Dans l’économie du partage (construite autour d’une société sans argent liquide), le gouvernement fournit tout alors que vous ne possédez rien. Le principe de la propriété privée s’évapore.

Dans ce type d’environnement, le public devrait se contenter de la nourriture qu’on lui donne, du logement qu’on lui donne, des outils qu’on lui donne, du travail qu’on lui donne, des divertissements qu’on lui donne, etc.

La fin du jeu

Lorsqu’on “donne” quelque chose aux gens, on s’attend à ce qu’ils en soient reconnaissants, quelle que soit la nature de la chose. En d’autres termes, l’économie de partage engendrerait une mentalité d’esclave dans laquelle chacun doit se contenter du peu qu’il a.

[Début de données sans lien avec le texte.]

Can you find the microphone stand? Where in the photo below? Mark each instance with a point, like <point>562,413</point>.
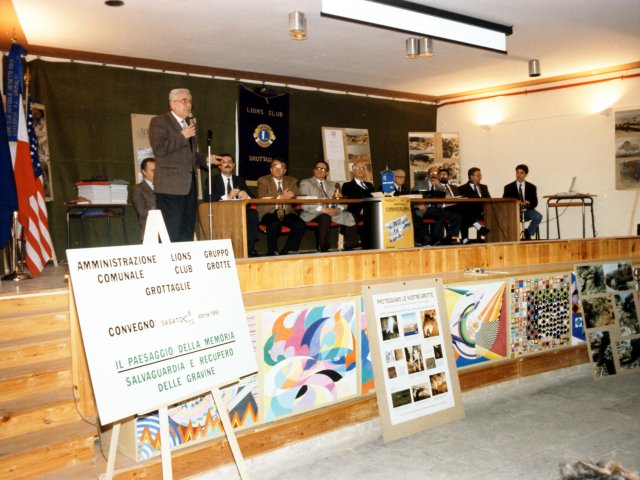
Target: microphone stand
<point>210,194</point>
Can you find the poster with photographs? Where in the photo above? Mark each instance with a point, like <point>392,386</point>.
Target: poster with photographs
<point>627,138</point>
<point>609,300</point>
<point>416,380</point>
<point>40,126</point>
<point>428,149</point>
<point>342,148</point>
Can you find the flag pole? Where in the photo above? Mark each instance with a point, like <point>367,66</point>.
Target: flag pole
<point>15,275</point>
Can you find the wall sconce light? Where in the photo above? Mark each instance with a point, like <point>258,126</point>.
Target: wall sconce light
<point>297,26</point>
<point>534,68</point>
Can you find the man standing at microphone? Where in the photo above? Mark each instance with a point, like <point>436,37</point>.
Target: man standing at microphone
<point>173,140</point>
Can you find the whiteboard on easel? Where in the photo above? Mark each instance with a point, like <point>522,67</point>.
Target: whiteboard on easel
<point>160,323</point>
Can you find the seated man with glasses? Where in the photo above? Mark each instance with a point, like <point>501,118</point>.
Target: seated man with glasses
<point>324,213</point>
<point>274,216</point>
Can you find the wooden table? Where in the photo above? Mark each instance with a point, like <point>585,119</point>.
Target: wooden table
<point>502,217</point>
<point>571,200</point>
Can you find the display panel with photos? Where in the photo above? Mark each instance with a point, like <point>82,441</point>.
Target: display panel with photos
<point>609,300</point>
<point>416,381</point>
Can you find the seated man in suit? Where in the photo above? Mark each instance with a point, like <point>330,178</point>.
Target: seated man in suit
<point>473,214</point>
<point>142,194</point>
<point>446,220</point>
<point>228,186</point>
<point>400,182</point>
<point>324,214</point>
<point>359,187</point>
<point>274,216</point>
<point>527,193</point>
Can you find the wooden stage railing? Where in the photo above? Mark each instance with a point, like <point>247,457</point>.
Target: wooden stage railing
<point>293,279</point>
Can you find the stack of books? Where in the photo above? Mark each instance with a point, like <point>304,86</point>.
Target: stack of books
<point>103,192</point>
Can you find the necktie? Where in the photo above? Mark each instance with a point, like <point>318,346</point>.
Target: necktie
<point>324,192</point>
<point>280,208</point>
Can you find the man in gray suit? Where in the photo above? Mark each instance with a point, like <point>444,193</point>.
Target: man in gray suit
<point>324,214</point>
<point>142,194</point>
<point>173,139</point>
<point>273,216</point>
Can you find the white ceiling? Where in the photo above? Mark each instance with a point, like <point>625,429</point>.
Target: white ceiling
<point>567,36</point>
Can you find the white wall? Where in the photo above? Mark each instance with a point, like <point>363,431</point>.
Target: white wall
<point>558,134</point>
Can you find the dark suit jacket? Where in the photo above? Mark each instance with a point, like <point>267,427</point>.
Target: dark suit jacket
<point>175,160</point>
<point>530,193</point>
<point>144,199</point>
<point>219,187</point>
<point>466,191</point>
<point>352,190</point>
<point>267,188</point>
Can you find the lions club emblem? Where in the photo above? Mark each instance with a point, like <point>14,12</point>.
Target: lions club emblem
<point>264,136</point>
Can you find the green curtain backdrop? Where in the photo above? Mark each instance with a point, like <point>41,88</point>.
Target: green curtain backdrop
<point>89,111</point>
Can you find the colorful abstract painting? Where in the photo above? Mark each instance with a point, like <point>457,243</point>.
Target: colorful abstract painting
<point>197,419</point>
<point>540,313</point>
<point>308,357</point>
<point>478,322</point>
<point>366,366</point>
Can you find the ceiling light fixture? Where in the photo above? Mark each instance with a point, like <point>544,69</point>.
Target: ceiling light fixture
<point>297,26</point>
<point>534,68</point>
<point>413,18</point>
<point>413,47</point>
<point>426,47</point>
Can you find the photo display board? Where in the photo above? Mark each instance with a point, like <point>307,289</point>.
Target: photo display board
<point>416,380</point>
<point>160,323</point>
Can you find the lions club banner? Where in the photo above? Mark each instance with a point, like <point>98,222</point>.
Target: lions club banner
<point>263,126</point>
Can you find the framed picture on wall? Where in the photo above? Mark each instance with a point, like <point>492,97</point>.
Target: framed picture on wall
<point>429,149</point>
<point>627,138</point>
<point>40,126</point>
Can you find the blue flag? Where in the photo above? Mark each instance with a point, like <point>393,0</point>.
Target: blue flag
<point>8,196</point>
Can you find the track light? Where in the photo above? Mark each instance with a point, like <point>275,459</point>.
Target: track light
<point>297,26</point>
<point>413,47</point>
<point>426,47</point>
<point>534,68</point>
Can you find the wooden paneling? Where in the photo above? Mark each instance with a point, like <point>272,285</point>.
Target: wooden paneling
<point>308,270</point>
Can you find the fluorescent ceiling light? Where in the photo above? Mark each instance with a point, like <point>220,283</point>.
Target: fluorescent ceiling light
<point>418,19</point>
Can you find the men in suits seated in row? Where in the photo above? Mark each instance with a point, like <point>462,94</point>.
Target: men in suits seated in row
<point>142,194</point>
<point>323,213</point>
<point>527,193</point>
<point>273,216</point>
<point>447,221</point>
<point>474,213</point>
<point>228,186</point>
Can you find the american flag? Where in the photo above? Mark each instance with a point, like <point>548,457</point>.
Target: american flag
<point>32,209</point>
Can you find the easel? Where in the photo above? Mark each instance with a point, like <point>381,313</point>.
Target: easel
<point>156,232</point>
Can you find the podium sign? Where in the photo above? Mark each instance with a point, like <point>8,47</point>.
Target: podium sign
<point>160,323</point>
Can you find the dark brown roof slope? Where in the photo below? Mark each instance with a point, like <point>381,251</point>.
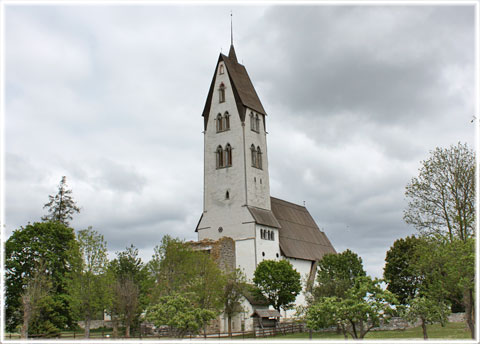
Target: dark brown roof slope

S’il se plaint, c’est qu’il est un petit monstre ingrat qu’il faut traiter. S’ils se plaignent, ce sont des petits monstres ingrats dont il faut s’occuper, n’est-ce pas ?

C’est ainsi que le monde de l’entreprise traite le public EN CE MOMENT. Imaginez ce que sera la situation dans la prochaine décennie si nous laissons cette tendance se poursuivre.

Les entreprises ne peuvent pas nous forcer à acheter leurs déchets DEI aujourd’hui, mais que se passera-t-il si demain les gouvernements leur donnent ce pouvoir ? Et si elles devenaient les seuls fournisseurs ?

C’est là tout l’enjeu de la guerre culturelle. Il y a ceux qui veulent embrasser le système dystopique (principalement les gauchistes) et ceux qui voient ce système pour le mal qu’il est vraiment. Il y a ceux qui veulent perpétuer le culte de l’éveil et ceux qui le boycottent.

Les sceptiques qui restent ignorants de cette guerre n’ont pas d’importance ; ils sont des déchets flottant sans but sur les marées de l’histoire. Ils s’en moquent aujourd’hui, mais ils s’en soucieront dans un avenir proche, lorsque leur liberté de choix disparaîtra complètement.